Supernatant of 0.5 mL was transferred to an autosampler vial and dried under nitrogen followed by reconstitution in 100 µL for the LCMS analysis. LCMS data were acquired using a waters aquity UHPLC system coupled with a Bruker Impact II QTOF mass spectrometer. Data extraction and normalization were performed using Bruker’s Metaboscape 4.0 software and statistical analysis were conducted using MetaboAnalyst4 software.
To each of the remaining sample solutions, 1.5 mL of CHCl3 containing 10 µL/mL of docosanol was added, then sonicated and vortexed for 20 s each followed by incubation at 50 °C for 1 h. Then, 1 mL of HPLC grade water containing 25 µg/mL of ribitol was added to each sample, sonicated, and vortexed for 20 s each and incubated for 1 h at 50 °C. Sample tubes were centrifuged at 3000× g for 40 min and allowed to stand for 5 min. Then, 1 mL solution from the upper layer non-polar GCMS analysis and another 1 mL solution from the bottom layer for polar GCMS analysis were transferred to two separate autosampler vials. One pooled sample was prepared each for polar and non-polar GCMS by combining 10 µL of solution drawn from each sample. All of the solutions in the autosampler vials were dried using a gaseous nitrogen stream.

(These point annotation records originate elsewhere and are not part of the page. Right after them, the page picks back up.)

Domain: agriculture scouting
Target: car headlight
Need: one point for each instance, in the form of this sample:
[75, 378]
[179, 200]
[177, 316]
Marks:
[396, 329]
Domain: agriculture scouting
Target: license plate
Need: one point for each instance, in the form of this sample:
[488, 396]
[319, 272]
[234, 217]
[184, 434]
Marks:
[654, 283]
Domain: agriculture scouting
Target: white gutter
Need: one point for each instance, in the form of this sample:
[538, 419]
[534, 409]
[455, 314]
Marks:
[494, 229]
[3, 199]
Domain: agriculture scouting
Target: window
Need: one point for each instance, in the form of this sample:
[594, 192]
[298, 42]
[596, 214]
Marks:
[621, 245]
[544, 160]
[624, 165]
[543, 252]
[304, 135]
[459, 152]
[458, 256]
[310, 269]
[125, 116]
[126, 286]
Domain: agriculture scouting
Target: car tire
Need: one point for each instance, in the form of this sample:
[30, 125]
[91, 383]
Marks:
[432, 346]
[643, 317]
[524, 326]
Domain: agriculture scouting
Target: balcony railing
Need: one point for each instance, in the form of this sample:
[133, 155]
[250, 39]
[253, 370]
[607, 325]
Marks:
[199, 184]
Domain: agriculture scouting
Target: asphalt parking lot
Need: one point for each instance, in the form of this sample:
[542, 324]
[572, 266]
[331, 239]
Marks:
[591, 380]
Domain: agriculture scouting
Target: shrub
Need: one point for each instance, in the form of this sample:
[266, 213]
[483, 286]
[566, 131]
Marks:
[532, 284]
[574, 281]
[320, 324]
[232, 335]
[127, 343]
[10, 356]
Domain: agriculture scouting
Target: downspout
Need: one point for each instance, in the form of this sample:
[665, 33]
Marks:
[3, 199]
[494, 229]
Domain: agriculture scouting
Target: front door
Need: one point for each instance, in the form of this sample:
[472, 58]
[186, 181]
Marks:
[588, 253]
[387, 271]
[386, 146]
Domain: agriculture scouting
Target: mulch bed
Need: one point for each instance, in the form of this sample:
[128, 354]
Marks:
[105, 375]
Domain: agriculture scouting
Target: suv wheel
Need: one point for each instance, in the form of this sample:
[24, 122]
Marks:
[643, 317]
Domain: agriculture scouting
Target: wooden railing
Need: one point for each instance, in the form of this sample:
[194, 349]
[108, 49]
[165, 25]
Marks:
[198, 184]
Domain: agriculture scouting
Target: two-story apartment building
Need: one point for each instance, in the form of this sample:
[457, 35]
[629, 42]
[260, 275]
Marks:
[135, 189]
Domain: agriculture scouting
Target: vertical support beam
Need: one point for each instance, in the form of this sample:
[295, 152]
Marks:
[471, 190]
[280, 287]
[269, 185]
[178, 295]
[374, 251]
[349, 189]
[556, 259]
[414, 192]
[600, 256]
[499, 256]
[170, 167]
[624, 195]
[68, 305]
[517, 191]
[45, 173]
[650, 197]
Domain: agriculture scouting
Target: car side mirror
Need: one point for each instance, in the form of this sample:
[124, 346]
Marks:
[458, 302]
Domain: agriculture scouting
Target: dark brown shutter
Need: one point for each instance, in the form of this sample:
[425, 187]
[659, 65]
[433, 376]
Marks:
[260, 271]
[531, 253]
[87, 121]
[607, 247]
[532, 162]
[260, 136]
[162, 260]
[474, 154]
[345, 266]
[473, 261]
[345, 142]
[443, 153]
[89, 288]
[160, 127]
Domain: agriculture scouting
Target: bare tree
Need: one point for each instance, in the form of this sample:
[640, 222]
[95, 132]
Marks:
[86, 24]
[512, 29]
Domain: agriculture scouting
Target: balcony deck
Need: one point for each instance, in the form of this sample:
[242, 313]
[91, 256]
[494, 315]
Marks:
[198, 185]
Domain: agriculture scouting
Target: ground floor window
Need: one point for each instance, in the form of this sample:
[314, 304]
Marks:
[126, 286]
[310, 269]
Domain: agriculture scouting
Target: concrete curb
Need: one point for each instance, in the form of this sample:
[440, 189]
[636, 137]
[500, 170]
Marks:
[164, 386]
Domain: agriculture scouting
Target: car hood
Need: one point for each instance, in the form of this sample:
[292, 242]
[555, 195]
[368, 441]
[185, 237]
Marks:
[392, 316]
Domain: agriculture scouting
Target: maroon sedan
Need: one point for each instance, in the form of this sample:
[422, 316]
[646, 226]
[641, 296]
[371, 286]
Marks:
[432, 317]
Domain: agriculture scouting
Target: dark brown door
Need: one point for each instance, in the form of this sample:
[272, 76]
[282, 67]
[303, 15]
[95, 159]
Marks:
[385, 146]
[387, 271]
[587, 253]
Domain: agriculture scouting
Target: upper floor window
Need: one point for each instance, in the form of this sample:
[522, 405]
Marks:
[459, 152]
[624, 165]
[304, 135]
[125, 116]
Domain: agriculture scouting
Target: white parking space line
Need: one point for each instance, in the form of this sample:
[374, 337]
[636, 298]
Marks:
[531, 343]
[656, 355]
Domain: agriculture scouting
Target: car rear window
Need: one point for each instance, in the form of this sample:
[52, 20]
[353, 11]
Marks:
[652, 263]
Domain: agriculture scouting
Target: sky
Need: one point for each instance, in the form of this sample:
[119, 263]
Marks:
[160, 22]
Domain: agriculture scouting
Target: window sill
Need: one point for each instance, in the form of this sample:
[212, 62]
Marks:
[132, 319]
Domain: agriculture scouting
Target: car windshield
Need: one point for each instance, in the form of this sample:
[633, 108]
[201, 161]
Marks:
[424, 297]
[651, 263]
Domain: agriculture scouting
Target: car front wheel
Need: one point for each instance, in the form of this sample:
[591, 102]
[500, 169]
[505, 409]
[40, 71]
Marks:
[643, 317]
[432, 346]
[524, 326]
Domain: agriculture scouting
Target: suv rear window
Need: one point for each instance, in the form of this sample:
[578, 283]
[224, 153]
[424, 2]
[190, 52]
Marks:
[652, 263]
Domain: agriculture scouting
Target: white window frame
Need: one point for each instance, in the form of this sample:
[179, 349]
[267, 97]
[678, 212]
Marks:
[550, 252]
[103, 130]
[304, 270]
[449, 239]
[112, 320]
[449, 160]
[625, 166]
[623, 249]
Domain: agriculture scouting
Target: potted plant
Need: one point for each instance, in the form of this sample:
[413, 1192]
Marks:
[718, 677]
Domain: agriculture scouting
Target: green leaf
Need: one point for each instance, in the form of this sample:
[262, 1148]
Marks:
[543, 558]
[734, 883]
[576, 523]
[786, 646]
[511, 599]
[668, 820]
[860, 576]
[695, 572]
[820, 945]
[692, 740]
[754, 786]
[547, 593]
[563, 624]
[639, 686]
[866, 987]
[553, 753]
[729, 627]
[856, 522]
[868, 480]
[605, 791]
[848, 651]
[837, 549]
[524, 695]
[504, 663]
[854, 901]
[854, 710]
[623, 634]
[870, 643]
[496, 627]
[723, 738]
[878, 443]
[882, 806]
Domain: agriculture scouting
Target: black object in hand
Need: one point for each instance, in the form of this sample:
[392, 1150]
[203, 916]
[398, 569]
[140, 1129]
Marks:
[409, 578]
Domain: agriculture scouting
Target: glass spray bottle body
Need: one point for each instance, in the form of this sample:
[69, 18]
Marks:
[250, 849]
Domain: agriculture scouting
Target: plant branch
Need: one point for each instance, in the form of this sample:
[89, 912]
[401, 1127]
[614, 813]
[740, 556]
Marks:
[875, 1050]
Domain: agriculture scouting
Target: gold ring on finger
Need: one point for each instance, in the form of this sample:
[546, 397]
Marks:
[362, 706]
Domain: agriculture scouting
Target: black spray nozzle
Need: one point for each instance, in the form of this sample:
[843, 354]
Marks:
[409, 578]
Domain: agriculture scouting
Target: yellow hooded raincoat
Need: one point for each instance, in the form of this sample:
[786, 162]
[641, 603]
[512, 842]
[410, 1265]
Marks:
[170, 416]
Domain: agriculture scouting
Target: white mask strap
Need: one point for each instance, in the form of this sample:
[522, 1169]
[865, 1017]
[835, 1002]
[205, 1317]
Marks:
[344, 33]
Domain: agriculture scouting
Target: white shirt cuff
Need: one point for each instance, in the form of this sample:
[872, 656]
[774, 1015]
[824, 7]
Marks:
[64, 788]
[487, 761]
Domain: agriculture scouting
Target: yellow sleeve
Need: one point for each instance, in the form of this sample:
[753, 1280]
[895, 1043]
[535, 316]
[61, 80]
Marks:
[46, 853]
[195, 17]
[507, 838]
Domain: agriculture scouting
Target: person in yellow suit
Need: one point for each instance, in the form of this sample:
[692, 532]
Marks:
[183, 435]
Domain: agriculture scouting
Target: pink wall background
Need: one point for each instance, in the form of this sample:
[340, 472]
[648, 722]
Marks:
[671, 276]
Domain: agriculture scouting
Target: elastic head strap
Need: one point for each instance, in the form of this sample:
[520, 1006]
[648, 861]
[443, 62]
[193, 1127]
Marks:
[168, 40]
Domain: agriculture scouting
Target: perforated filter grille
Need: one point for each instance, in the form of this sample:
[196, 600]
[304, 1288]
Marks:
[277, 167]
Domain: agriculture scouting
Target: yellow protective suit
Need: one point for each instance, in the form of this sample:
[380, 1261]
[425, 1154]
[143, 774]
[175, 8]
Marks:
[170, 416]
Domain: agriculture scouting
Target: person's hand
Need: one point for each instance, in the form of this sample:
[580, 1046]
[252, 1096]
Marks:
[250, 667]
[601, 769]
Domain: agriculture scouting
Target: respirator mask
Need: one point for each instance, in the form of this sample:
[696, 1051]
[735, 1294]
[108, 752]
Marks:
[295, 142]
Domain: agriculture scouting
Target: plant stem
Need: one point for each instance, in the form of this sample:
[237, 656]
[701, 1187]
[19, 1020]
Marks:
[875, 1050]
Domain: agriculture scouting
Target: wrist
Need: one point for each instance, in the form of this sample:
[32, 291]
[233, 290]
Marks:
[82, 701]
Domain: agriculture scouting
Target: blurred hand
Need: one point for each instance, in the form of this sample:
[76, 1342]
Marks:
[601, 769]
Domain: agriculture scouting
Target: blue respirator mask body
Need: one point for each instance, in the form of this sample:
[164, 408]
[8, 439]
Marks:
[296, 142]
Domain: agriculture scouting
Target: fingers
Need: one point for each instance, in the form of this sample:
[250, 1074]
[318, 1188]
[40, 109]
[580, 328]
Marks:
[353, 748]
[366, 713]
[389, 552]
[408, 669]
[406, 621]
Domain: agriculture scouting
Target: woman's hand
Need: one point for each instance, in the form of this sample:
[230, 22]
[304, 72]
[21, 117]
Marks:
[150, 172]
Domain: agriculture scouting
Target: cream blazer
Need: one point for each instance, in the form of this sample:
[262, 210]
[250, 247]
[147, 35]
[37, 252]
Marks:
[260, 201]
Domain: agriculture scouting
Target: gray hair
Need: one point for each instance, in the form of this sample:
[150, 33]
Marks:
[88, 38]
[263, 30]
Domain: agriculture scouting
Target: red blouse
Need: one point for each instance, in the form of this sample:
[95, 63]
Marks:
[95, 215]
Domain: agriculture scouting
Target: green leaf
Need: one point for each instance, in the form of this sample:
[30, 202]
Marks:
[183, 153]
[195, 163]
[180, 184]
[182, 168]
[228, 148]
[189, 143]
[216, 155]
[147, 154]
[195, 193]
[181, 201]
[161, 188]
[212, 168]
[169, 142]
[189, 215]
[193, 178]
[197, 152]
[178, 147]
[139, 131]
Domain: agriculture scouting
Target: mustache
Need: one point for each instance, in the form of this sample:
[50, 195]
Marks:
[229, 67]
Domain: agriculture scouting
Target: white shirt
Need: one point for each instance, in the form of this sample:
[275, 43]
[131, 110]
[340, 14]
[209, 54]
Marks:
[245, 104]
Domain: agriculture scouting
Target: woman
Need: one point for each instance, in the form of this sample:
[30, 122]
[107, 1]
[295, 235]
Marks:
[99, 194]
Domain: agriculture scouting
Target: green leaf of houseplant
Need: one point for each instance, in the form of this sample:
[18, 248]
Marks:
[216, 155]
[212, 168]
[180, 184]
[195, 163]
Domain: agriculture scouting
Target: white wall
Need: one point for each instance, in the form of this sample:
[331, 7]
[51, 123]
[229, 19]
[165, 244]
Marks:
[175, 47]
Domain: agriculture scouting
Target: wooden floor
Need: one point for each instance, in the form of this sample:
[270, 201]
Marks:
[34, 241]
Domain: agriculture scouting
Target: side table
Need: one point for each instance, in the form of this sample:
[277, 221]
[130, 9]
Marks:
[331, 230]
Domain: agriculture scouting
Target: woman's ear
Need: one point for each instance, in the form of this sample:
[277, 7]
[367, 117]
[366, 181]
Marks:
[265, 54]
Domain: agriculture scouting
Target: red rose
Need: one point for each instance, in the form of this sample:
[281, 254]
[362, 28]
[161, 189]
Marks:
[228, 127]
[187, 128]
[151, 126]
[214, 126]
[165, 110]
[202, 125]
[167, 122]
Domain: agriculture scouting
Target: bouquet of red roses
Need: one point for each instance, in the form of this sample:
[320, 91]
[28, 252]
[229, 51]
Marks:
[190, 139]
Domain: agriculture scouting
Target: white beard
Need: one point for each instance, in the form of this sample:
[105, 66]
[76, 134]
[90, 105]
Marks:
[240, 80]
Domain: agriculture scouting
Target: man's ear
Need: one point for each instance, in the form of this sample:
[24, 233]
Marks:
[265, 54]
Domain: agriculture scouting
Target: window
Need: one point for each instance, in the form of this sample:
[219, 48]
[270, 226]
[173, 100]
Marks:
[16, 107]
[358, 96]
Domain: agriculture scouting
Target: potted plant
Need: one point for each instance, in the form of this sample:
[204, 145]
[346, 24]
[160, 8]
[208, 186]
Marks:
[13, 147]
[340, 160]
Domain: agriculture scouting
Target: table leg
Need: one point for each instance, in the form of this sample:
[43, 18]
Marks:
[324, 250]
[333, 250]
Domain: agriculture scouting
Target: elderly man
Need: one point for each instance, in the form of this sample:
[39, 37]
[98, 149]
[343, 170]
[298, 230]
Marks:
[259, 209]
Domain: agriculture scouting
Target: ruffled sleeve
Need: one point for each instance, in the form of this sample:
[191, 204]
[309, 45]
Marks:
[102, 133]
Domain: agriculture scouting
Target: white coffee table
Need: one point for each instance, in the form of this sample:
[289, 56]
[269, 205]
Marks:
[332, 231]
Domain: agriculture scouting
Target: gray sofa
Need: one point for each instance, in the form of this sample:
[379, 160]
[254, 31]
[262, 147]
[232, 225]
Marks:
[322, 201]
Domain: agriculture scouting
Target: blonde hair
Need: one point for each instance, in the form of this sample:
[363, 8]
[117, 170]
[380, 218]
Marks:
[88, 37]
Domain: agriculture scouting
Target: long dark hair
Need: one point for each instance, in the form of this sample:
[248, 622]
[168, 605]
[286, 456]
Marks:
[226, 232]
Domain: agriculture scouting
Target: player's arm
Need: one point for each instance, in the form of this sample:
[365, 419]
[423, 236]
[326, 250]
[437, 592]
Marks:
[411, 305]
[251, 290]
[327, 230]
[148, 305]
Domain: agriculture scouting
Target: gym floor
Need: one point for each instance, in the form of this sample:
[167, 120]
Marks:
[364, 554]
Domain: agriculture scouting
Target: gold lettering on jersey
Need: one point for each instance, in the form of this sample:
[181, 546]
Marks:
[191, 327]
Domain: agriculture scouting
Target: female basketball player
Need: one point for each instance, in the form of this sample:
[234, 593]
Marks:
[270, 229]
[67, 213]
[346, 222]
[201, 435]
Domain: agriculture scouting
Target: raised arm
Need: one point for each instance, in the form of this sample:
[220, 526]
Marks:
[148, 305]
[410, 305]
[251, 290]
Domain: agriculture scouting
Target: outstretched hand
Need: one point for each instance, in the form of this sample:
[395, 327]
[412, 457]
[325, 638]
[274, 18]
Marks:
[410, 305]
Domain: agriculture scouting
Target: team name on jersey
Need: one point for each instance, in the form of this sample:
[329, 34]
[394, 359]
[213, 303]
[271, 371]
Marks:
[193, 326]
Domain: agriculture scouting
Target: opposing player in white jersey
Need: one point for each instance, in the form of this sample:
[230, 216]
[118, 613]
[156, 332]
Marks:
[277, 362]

For polar GC−MS analysis, dried samples were methoximated in pyridine with 50 μL of 15 mg/mL methoxyamine hydrochloride, and then trimethylsilylated with 50 μL MSTFA (N-methyl-N-(trimethyl-silyl)trifluoroacetamide) + 1%TMCS (chlorotrimethylsilane) reagent. Samples for non-polar GCMS analysis were reconstituted in 50 µL of pyridine followed by trimethylsilylation with 50 µL of MSTFA + 1% TMCS. The derivatized extracts were then analyzed for non-targeted metabolic profiling using an Agilent 6890 GC coupled to a 5973 N MSD mass spectrometer with a scan range from m/z 50 to 650 (Agilent Technologies, Inc., Santa Clara, CA, USA). Then, 1 µL of sample was injected into the GC column with a split ratio of 1:5 for polar GCMS and 1:1 for non-polar GCMS analysis. Separation was achieved with a temperature program of 80 °C for 2 min, then ramped at 5 °C/min to 315 °C and held at 315 °C for 12 min, a 60 m DB-5MS column (J&W Scientific, 0.25 mm ID, 0.25 μm film thickness) and a constant flow of 1.0 mL/min of helium gas. A standard alkane mix was used for GCMS quality control and retention index calculations. The data from the pooled sample were deconvoluted using AMDIS and annotated through mass spectral and retention index matching to an in-house constructed spectra library. The unidentified components were then searched and identified using spectral matching to a commercial NIST17 mass spectral library. The combined identifications were saved as an. ELU file, and the abundance of the ions in all the other samples were extracted using custom MET-IDEA software. The abundances were then normalized to the internal standard, ribitol, and the normalized values were used for statistical comparisons using Metaboanalyst4 software.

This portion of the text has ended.